A Serbian Film (2010, Serbia, Srdjan Spasojevic)

Once upon a time, a man screwed for a living. Then he retired to live happily with his family. But he still missed his screwing life, so he often watched videos of his screwing exploits. One day, a former screwing partner of his appears and offers a chance where he can screw again but this time in an artful manner and for lots of money. The man thinks it over. He needs the money because his happy life isn't cutting it. So he takes up the screwing job and signs on the dotted line. Of course as it often happens when an offer is too good to be true, it usually isn't. His screwing job ends up screwing with his head and causes his family to get screwed over as well. So the happily ever after ending never comes and the screwing continues long after the fade to black.

That in a nutshell is A Serbian Film. The film has had a lot of hype around it and most of it revolves around a few questionable scenes. However, without those scenes the film is just an upgraded version of a B grade movie about screwing. The director on the other hand claims his film is about the horrible psychological damage caused by the Serbian war where people were screwed physically and mentally. Such an explanation appears to be a ploy to attach a deeper meaning to an otherwise average film. It may have happened that someone told Srdjan Spasojevic that the screwing represented the plight of the Serbian people perfectly and such words probably encouraged the director to sell his film as a political statement. The director’s ploy has certainly worked. The fake political suffering tag coupled with the screwing scenes has ensured the film a cult following and instant talking points. If Srdjan truly wanted his film to represent the screwing of people’s psyche, then including rape sequences is the not the best way to depict that because such scenes draw attention to themselves and prevent any insight into the character’s mental suffering. Thankfully, there is an appropriate example of a Serbian film that properly manages to get across the suffering of its Serbian characters. Mladen Djordjevic’s The Life and Death of a Porno Gang accomplishes everything that Srdjan Spasojevic claims his film does but The Life and Death of a Porno Gang manages to do it without needless rape sequences. There are torture sequences in ...Porno Gang and even snuff film making but the film does not only focus on torture but establishes a larger framework which shows how society traps the main characters and suffocates them into making the choices they eventually make.

The titles of both films are misleading as well.
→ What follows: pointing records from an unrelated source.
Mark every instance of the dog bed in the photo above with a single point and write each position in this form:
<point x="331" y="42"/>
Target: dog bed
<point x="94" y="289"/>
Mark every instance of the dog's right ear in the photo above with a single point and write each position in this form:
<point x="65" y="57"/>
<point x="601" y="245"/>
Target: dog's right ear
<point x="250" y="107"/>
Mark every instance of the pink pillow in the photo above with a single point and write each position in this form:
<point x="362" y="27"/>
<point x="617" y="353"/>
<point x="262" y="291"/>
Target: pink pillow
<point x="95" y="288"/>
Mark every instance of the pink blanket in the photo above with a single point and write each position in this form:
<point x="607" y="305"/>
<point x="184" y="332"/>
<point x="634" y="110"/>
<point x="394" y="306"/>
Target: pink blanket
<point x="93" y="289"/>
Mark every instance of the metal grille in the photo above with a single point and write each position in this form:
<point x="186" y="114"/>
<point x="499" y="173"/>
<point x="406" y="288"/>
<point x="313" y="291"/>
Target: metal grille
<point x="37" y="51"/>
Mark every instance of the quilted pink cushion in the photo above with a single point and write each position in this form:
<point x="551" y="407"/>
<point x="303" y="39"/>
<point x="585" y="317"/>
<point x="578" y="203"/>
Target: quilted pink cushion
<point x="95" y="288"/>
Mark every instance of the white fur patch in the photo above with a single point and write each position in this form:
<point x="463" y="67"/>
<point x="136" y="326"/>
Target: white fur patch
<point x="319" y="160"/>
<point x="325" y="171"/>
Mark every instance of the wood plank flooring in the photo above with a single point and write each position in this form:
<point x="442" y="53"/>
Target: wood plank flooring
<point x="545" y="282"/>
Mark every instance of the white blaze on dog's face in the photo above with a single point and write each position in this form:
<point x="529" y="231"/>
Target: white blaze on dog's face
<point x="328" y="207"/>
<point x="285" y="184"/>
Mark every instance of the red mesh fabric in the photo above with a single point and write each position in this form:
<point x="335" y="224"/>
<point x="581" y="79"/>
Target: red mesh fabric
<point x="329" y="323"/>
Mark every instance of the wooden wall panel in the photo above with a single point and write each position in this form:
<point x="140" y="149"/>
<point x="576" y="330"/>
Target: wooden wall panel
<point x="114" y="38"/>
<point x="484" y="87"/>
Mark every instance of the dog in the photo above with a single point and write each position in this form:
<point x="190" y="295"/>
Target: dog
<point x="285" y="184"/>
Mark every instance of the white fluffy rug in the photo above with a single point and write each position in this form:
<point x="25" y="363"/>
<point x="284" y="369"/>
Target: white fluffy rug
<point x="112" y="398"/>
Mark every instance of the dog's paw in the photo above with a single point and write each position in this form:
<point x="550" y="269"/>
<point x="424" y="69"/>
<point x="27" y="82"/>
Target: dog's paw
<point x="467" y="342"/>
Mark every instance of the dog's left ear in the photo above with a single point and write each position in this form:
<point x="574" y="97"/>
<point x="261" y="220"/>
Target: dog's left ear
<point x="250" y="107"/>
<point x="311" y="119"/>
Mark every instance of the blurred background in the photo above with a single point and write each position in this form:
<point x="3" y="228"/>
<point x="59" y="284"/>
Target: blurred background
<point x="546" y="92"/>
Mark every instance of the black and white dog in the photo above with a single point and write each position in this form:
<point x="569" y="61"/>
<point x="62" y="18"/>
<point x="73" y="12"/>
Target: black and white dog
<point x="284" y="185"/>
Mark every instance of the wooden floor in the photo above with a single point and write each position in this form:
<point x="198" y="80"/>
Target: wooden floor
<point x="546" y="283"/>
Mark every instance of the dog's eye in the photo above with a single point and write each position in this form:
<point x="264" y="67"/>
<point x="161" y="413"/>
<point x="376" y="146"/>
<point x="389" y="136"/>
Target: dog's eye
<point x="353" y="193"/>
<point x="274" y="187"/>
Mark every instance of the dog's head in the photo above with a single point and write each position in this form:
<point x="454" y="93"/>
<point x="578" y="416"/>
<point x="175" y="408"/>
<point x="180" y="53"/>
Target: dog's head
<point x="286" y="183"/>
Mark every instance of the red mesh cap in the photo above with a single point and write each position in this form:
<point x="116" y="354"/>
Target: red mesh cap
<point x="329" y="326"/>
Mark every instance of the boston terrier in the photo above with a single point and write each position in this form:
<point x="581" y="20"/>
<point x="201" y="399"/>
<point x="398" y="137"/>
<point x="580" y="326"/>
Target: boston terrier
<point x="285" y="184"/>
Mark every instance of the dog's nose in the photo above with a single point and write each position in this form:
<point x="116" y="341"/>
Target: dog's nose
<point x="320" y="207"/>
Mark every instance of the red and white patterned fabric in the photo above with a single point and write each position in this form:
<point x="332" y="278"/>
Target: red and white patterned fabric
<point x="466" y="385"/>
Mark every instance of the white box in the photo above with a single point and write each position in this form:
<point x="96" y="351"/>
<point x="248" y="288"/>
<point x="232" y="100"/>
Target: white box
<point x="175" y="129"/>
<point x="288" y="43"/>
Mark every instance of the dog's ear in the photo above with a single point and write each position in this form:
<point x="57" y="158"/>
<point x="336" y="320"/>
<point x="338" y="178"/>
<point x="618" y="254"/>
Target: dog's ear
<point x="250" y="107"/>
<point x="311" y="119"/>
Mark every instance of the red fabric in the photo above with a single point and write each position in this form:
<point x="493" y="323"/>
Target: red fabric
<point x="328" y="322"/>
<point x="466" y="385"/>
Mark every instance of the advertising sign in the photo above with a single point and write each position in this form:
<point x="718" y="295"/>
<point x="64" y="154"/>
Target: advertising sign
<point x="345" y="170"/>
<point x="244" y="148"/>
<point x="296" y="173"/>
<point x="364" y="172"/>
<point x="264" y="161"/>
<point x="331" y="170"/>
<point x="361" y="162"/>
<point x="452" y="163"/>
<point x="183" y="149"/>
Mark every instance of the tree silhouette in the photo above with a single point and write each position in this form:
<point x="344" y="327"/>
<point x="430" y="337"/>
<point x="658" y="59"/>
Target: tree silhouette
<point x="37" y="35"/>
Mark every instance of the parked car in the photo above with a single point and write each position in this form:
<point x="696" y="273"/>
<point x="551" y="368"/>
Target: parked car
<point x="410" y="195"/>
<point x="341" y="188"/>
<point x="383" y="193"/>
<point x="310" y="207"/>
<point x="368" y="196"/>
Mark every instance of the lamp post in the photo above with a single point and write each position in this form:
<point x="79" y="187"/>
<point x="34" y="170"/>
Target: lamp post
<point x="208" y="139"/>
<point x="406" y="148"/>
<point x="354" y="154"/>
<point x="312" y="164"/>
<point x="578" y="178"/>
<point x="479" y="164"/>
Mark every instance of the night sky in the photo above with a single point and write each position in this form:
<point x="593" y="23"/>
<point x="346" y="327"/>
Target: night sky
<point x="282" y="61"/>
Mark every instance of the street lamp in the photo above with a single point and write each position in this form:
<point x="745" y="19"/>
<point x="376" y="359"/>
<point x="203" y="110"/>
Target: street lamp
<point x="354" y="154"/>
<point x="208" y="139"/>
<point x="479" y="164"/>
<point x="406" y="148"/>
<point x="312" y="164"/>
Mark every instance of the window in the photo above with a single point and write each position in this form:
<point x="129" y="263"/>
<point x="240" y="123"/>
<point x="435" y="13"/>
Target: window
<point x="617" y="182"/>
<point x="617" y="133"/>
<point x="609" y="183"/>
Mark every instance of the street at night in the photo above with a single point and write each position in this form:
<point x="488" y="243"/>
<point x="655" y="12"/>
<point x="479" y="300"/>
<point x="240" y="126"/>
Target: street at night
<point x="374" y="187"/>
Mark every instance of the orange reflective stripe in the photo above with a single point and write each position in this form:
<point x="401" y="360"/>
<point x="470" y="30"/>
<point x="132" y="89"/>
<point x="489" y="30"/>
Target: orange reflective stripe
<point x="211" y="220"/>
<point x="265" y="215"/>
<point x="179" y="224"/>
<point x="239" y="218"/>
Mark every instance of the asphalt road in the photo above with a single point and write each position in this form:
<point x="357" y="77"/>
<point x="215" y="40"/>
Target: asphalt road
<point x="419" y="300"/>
The Life and Death of a Porno Gang contains very little porn and is a case study about a few characters marginalized by society. On the other hand, A Serbian Film has nothing to say about Serbia but looks at various forms of porn, including torture and child porn. Needless to say, the lesser of the two films has gotten all the attention while a worthy film like The Life and Death of a Porno Gang has all but disappeared. Interestingly, both films still have reference points to Emir Kusturica's Underground. The Life and Death of a Porno Gang picks up where Kusturica's film ended and shows a much bleaker future. Also, one of the characters is shown wearing a jacket with the word "underground" clearly visible. A Serbian Film fulfills a statement uttered in Underground -- "A War is not a War until a brother kills a brother".